There is an archaic definition, an almost directly opposite meaning. In the Middle Ages, a curtain wall was the “the plain wall of a fortified place; the part of the wall which connects two bastions, towers, gates, or similar structures” (first referenced in 1569, according to the Oxford English Dictionary). Associated with curtain fire, or the rapid shelling to prevent enemy advance, the curtain wall was the outermost cover, the first layer of a castle’s defense.
The towne was well manned… and the curten of suche height and thicknes that the besieged with great ease became victors.
(Thomas Stocker, Diodorus Siculus, 1569)
Architects man defenses with technology in place or armies. The component material of glass is silica; sand, but not the sand of most coastal beaches. Glass is fine quartz sand with other elements (about 30% by weight) including sodium carbonate, lime, and aluminum oxide. It seems impossible that heating a handful of rock grains transform it into liquid, clear and cold. Holding a fragment of glass does inspire care for the fragile and intemperate matter, as if it may continue to melt (which it does – a promise evidenced over the long life span of many a Victorian glass lite.) The more likely demise will be to shatter into dangerous and splintered shards. Glass was first devised in Mesopotamia over 5,000 years ago for pottery glazes, tools and jewelry. Egyptians created glass drinking vessels, leading to the Romans’ experimentation with cast glass to fill wall openings.

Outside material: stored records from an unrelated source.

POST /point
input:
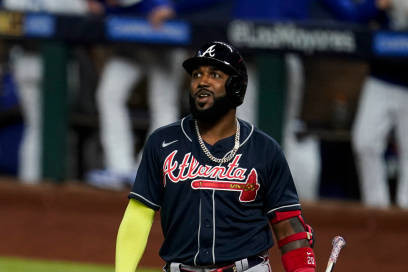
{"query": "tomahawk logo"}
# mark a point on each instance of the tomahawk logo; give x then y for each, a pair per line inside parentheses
(210, 51)
(248, 190)
(205, 177)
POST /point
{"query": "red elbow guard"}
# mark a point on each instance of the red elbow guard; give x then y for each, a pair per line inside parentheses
(299, 260)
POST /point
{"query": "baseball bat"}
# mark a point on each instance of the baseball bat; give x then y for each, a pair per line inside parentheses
(338, 243)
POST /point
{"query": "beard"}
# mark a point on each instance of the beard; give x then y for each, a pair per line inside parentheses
(222, 105)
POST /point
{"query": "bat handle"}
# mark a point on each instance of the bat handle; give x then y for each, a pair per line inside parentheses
(330, 266)
(338, 243)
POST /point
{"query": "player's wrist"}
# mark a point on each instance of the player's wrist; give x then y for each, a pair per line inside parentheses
(299, 260)
(308, 269)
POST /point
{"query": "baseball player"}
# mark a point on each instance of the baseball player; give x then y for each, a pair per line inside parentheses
(218, 182)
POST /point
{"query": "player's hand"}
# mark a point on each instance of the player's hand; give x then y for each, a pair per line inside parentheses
(159, 15)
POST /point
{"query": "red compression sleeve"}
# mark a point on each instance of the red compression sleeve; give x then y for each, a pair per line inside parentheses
(299, 260)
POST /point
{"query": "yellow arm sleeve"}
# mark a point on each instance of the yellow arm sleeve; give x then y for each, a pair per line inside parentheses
(132, 236)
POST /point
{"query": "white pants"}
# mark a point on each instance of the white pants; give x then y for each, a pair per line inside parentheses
(240, 267)
(303, 155)
(27, 69)
(117, 79)
(382, 107)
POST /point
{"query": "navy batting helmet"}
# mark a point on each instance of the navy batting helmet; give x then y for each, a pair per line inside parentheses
(229, 60)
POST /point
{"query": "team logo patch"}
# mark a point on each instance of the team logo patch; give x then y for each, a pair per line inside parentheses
(210, 51)
(206, 177)
(248, 190)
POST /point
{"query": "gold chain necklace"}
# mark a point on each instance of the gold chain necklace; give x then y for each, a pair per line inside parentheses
(211, 156)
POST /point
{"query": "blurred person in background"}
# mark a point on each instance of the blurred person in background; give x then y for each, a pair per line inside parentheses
(383, 106)
(124, 69)
(27, 69)
(11, 123)
(302, 155)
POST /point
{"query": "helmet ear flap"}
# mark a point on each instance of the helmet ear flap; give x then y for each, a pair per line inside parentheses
(235, 88)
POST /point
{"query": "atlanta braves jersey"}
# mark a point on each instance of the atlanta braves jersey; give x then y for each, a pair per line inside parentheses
(213, 213)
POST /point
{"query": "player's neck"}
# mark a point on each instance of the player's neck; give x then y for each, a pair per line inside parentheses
(223, 128)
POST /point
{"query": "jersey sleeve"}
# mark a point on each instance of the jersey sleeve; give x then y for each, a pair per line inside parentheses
(147, 187)
(281, 194)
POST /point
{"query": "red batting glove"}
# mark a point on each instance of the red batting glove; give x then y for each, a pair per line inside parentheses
(299, 260)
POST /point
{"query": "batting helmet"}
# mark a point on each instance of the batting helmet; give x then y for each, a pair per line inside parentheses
(229, 60)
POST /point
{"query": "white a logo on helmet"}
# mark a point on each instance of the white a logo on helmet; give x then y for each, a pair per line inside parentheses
(210, 51)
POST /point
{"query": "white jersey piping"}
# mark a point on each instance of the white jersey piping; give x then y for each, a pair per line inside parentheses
(182, 128)
(145, 199)
(283, 207)
(198, 235)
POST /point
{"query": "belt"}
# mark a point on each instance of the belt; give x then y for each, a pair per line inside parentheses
(237, 266)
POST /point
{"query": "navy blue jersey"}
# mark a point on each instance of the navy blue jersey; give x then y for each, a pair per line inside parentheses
(213, 213)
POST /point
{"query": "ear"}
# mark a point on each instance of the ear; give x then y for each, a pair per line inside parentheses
(235, 88)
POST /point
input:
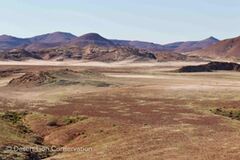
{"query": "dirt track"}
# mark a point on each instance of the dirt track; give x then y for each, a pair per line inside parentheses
(150, 114)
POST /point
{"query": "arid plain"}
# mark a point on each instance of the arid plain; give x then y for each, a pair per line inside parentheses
(119, 111)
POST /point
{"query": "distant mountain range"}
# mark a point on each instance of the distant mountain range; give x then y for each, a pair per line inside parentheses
(58, 39)
(92, 46)
(229, 48)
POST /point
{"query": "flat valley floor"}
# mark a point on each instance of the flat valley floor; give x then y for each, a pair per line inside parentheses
(127, 112)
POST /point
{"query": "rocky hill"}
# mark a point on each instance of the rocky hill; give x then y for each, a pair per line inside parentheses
(229, 48)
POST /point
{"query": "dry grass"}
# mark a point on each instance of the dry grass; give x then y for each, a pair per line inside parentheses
(150, 113)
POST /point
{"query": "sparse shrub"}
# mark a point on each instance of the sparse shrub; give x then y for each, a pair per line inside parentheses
(71, 120)
(52, 123)
(13, 117)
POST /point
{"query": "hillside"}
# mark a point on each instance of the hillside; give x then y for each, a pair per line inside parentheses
(229, 48)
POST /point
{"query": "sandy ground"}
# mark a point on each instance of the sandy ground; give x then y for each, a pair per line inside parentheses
(95, 64)
(150, 113)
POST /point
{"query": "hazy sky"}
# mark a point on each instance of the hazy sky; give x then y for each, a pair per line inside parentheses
(160, 21)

Modern construction uses glass less discriminately. Reliant on materials such as polycarbonate, frames can approach impossible thinness with windows of great spans. Although it still allows views, glass may now do much more: generate electricity through thin-film solar collectors, reduce heat gain and ultraviolet rays, create patterns through shape or sandblasting, and eliminate views into private spaces. Glass with plastic interlayers can bounce back after impact with a 2x4, even launched at 100 miles per hour.

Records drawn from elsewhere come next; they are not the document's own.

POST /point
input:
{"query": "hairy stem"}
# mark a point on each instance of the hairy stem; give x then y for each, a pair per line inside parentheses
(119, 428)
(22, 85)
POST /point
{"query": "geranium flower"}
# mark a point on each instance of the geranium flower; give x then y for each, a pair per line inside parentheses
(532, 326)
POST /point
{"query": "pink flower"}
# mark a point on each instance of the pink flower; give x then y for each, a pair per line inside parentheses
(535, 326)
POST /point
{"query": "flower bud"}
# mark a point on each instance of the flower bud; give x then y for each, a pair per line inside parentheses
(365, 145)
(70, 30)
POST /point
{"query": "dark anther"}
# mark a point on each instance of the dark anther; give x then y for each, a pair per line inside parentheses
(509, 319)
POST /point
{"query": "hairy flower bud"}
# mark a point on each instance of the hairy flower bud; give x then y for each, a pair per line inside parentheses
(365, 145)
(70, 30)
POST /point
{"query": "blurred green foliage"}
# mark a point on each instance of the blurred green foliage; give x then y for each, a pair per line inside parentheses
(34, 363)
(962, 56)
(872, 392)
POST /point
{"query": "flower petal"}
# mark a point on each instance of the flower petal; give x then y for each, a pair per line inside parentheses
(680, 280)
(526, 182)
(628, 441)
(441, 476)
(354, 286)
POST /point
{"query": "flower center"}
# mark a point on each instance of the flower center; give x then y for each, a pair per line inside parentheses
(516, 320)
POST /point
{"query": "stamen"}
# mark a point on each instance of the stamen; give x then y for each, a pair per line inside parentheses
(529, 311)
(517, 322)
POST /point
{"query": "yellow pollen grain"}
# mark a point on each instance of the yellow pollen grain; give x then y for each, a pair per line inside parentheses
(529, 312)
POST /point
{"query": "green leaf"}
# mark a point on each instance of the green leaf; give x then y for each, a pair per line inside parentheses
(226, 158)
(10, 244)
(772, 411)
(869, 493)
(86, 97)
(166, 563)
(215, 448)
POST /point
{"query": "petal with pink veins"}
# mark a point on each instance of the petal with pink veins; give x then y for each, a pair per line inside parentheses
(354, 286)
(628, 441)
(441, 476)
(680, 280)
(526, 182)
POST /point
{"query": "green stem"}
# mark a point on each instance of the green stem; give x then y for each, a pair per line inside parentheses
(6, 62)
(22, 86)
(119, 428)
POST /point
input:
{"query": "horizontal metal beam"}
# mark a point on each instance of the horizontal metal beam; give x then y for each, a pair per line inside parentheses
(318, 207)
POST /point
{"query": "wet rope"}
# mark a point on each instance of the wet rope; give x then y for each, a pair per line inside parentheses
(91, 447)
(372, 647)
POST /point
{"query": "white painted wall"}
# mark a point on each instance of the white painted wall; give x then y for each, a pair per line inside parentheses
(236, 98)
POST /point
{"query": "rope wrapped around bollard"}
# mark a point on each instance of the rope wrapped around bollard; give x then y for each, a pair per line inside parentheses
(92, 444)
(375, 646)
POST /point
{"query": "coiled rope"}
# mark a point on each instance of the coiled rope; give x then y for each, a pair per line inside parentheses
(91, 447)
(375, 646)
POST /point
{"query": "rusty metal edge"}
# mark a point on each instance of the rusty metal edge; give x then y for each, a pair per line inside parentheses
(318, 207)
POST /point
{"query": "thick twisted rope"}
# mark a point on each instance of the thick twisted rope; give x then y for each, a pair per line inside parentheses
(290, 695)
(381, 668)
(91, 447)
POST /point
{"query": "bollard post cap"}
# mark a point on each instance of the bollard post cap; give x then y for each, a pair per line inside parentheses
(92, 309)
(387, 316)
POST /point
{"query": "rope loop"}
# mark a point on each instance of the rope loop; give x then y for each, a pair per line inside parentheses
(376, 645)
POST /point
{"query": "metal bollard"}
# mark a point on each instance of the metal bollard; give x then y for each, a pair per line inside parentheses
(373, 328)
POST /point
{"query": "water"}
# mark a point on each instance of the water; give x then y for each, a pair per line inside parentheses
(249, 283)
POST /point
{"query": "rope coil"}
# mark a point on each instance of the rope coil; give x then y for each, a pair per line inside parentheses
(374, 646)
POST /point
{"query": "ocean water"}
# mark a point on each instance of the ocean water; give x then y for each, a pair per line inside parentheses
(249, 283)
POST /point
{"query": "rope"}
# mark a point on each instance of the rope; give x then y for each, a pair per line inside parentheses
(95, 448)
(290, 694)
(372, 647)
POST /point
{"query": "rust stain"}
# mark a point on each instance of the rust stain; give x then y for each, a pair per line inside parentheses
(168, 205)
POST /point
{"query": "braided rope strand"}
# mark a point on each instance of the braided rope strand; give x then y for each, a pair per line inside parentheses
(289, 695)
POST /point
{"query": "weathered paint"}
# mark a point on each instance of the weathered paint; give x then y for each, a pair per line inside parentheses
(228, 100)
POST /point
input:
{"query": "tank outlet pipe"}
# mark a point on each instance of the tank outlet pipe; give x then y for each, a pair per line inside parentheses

Although the UAE has just announced limitations on the use of unshaded glass for new structures in Dubai, glass is one of the most sustainable products available. Fabricated widely and requiring very little of scarce mineral resources, glass is endlessly recyclable without loss of quality. But glass must be treated with respect. Glazed openings must provide views and daylighting, promote thermal comfort and enhanced ventilation, and provide protection from exterior threats. Double-wall facades may guide innovative design for all-glass cladding – harkening back to the original, protective definition of a curtain wall - the enemy now transformed into high energy use and emissions.